Berlin - Die Pannenserie bei den Berliner Großbauprojekten reißt nicht ab. Nach dem Flughafen-Debakel gibt es jetzt eine Kostenexplosion von fast 46 Millionen Euro bei der Sanierung der Staatsoper Unter den Linden. Das geht aus einer Vorlage der Senatsbauverwaltung hervor. Der Anteil Berlins von rund 40 Millionen Euro würde sich verdoppeln.
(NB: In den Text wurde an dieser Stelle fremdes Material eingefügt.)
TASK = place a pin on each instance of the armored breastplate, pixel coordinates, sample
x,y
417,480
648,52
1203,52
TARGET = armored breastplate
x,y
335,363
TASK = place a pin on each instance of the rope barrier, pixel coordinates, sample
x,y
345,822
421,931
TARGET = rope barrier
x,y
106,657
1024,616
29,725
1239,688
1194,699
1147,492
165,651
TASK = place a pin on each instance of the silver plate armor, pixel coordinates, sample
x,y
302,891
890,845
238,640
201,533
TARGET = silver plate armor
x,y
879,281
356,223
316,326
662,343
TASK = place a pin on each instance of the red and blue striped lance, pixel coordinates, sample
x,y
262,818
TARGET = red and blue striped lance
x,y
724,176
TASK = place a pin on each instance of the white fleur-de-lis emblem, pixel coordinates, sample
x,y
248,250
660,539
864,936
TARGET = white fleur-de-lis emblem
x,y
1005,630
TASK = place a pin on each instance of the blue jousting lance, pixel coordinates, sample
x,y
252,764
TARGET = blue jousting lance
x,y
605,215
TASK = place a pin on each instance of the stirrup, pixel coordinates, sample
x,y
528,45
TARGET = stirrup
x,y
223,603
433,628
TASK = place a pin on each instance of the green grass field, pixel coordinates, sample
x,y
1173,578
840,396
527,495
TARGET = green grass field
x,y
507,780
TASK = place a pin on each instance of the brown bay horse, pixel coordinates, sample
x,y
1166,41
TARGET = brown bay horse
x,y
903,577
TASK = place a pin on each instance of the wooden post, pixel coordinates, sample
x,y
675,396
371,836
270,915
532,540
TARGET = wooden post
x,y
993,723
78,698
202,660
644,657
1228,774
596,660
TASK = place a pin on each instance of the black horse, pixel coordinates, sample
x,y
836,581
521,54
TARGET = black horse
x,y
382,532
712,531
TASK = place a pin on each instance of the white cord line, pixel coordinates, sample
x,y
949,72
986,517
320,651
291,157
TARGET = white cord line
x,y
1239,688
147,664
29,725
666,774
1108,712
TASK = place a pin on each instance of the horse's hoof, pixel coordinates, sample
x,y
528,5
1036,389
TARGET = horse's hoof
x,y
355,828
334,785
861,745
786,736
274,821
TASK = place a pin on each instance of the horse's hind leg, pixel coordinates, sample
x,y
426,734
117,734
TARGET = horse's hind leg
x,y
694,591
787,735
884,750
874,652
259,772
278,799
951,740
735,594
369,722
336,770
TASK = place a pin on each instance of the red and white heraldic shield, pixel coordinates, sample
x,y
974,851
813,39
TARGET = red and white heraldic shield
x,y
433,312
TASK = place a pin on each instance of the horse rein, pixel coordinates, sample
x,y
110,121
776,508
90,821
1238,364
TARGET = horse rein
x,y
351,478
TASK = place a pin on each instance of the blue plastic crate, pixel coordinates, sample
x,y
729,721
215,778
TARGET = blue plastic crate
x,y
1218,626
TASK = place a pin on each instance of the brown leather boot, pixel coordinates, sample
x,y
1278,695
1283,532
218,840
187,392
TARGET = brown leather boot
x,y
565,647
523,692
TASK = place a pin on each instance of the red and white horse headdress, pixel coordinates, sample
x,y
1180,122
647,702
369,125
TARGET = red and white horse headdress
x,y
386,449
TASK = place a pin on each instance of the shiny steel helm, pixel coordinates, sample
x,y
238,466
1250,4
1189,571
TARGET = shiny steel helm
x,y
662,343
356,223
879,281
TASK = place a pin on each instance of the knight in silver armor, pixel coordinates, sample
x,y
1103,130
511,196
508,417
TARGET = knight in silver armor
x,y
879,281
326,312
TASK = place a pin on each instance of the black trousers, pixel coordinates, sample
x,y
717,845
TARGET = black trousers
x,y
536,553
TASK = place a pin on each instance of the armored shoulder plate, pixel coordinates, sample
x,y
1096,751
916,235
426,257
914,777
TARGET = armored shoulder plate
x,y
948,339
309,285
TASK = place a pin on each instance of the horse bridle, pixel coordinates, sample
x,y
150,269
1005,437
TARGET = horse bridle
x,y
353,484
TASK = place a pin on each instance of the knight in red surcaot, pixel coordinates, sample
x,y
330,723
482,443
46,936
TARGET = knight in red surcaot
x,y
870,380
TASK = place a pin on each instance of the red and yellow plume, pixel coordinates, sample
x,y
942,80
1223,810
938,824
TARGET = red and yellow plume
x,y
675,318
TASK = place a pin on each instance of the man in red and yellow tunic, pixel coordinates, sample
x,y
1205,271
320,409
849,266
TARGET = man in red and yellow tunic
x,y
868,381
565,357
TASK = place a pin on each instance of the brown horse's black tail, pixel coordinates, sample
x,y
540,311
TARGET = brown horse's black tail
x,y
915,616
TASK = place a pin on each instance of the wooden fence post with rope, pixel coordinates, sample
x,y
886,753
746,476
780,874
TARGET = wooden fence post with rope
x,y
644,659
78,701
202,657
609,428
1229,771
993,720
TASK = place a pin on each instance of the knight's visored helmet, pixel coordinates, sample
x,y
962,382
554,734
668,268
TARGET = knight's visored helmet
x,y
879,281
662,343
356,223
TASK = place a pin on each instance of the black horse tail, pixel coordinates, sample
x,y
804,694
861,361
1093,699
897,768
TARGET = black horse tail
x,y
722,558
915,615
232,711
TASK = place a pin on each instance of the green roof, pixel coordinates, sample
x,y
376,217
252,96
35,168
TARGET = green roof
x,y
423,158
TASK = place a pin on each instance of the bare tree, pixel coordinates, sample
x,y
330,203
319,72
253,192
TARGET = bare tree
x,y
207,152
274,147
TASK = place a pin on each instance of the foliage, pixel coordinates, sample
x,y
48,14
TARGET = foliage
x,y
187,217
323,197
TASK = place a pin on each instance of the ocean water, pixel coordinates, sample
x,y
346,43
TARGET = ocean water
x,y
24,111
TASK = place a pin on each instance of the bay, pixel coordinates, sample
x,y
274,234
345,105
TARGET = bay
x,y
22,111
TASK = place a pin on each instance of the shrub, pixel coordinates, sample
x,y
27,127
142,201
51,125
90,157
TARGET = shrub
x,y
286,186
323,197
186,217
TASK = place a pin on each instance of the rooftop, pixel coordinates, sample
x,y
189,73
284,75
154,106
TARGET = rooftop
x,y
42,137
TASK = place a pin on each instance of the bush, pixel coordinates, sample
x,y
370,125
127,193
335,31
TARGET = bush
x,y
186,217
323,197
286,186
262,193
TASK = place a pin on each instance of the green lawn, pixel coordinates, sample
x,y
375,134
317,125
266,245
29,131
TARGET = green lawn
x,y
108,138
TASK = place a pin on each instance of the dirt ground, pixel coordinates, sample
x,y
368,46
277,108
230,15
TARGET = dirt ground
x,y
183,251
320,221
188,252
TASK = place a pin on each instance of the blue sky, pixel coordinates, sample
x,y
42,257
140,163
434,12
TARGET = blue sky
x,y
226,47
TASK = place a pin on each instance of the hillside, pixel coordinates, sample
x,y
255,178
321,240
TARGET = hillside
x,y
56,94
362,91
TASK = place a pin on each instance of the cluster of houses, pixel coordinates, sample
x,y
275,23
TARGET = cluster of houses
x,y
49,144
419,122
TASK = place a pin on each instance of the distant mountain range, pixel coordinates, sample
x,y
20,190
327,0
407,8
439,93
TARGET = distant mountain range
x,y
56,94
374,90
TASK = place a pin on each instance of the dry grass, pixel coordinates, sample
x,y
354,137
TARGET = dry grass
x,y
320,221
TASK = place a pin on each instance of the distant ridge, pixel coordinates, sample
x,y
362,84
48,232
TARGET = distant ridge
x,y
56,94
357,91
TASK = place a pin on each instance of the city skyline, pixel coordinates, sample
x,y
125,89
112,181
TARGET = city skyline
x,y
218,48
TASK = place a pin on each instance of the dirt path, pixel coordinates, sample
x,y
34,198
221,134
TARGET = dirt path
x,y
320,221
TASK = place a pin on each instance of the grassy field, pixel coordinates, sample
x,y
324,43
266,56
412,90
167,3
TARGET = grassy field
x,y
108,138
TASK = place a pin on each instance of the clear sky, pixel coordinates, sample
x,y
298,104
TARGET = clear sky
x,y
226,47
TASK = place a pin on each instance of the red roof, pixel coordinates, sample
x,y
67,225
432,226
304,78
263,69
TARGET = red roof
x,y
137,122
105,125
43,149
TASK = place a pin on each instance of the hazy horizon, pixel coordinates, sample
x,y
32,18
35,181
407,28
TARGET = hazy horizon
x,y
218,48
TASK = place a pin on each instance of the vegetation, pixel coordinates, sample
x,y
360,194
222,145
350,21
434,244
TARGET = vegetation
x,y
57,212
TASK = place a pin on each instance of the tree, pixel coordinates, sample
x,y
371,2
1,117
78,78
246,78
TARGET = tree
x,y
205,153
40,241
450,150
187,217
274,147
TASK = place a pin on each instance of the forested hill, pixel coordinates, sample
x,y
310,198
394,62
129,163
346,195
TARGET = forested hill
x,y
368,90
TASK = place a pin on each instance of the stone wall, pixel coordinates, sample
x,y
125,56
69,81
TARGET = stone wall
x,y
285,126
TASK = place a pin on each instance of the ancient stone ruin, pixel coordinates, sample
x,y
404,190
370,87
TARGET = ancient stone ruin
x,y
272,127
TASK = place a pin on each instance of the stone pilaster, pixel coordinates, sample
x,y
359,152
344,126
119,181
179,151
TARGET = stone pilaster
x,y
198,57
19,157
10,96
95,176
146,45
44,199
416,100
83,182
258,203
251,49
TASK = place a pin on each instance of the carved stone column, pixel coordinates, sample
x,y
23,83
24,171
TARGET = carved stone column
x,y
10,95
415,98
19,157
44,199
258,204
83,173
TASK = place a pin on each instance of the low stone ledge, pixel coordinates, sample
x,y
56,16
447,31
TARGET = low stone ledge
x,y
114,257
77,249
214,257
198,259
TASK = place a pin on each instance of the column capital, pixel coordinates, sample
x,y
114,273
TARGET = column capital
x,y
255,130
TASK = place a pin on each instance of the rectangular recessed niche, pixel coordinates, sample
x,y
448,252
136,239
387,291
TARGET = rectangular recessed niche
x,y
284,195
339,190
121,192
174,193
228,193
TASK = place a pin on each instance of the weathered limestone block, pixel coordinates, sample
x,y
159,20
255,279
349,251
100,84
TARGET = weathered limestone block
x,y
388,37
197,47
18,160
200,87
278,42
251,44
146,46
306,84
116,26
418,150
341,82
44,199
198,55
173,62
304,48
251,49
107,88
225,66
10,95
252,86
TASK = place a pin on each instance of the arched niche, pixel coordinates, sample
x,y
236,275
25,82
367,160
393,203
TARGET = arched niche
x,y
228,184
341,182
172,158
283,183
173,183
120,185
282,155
200 Millionen der jetzt auf 288 Millionen Euro veranschlagten Gesamtkosten trägt der Bund. Kulturstaatsminister Bernd Neumann (CDU) machte am Dienstag deutlich, dass das klamme Land keine weitere Hilfe erwarten kann. „Das steht fest, mehr wird es nicht geben“, sagte Neumann.
Die von Daniel Barenboim prominent geführte Staatsoper Unter den Linden wird seit 2010 saniert. Die für 2013 geplante Wiedereröffnung wurde bereits zweimal auf jetzt 2015 verschoben – weitere Verzögerungen drohen.
„Auch nach dieser Verschiebung auf 2015 bleibt angesichts der Vielzahl der zu lösenden bautechnischen Probleme der Terminplan sehr ehrgeizig und enthält keine Puffer“, heißt es in dem Papier der Bauverwaltung mit der roten Nummer 0235 A. An diesem Mittwoch wird sich der für Finanzfragen zuständige Hauptausschuss des Abgeordnetenhauses mit der Vorlage von Baudirektorin Regula Lüscher befassen.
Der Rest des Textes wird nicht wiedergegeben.